I like this design for my dish soap bottle:
Although, I note, that it took me awhile to notice that it didn’t dribble. And Patrick states that this is one of the battles that good design fights–when it functions well, without irritating the user, it goes unnoticed.
And that brought up one more area of good design/bad design: websites. Patrick has a degree in computer science and engineering. I asked for him to give me examples of good and bad website design. He gave me the addresses of two websites (both are for items that I have no interest in purchasing.)
This one was fun and I enjoyed watching the actors depict the stories (which had little to do with the product.) The video was engaging and enjoyable as its own art form, that is, if the video was being posted in a park or movie theatre without the Pepsi logo, it would be just (maybe more) enjoyable.

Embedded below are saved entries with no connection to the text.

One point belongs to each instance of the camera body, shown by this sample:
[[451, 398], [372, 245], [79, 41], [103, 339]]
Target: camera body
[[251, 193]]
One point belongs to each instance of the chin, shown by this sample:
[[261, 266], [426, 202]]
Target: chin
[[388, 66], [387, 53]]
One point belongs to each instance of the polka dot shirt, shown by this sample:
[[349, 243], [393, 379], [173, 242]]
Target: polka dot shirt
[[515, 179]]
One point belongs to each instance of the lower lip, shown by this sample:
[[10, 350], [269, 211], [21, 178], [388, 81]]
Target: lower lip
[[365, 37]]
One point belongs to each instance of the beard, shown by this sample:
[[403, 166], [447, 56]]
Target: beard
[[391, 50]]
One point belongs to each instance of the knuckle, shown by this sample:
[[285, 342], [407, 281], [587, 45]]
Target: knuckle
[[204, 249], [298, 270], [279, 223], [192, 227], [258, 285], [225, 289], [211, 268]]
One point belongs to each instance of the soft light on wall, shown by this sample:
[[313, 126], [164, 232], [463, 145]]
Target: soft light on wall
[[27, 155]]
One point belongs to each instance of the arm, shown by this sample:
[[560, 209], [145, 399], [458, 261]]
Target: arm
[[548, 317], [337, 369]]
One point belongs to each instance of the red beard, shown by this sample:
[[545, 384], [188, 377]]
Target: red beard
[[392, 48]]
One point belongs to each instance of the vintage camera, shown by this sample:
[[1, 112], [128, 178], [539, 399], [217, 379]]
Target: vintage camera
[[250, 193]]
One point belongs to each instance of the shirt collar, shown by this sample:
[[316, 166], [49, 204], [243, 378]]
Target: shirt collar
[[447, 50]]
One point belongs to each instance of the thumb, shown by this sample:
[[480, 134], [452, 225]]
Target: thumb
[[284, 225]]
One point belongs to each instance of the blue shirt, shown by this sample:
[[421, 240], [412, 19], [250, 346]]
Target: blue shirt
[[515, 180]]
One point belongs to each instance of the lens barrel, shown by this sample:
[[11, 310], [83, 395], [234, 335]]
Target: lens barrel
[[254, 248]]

Son Patrick is also involved in the design and marketing of board games and he gave me this website, which is the premiere website for learning about all things board game. He also gave me the following reflection. People play board games because they are fun. But to learn more about the board games that they love to play, they have to negotiate this:
And I immediately understood what he was trying to tell me. Upon entering this website, I thought “Ick!” Too much work!” “I’m going to get a computer virus here!” I made myself click around to various parts of the site, to learn a bit about it and check how it functioned. And at a bare bones level it does function. (And my fellow minimalists will be excited to learn that I read on one of the forums of a person offering for free unwanted games and pieces that he had decided to declutter after dealing with the collections of his recently deceased mother.)
But I took home Patrick’s message: if you work in an entertainment industry, then all places where you engage with the public should also be entertaining.
My personal evaluation of good design starts with: Does it work/function? And then is it esthetically pleasing? There is no solid reason that design can not do both.
Think of the function of a chair. It is to support a human (or pet, or decorative object) off the floor in a way that respects human anatomy and gravity. And then think of all the variety of expressions of that function. From floor cushions to Ming dynasty chairs to cardboard chairs to Louis XVI chairs to Eames chairs to Target/IKEA chairs…..
But in my mind, the function always comes first.
Beloved readers-I would love to hear your encounters with good and bad design.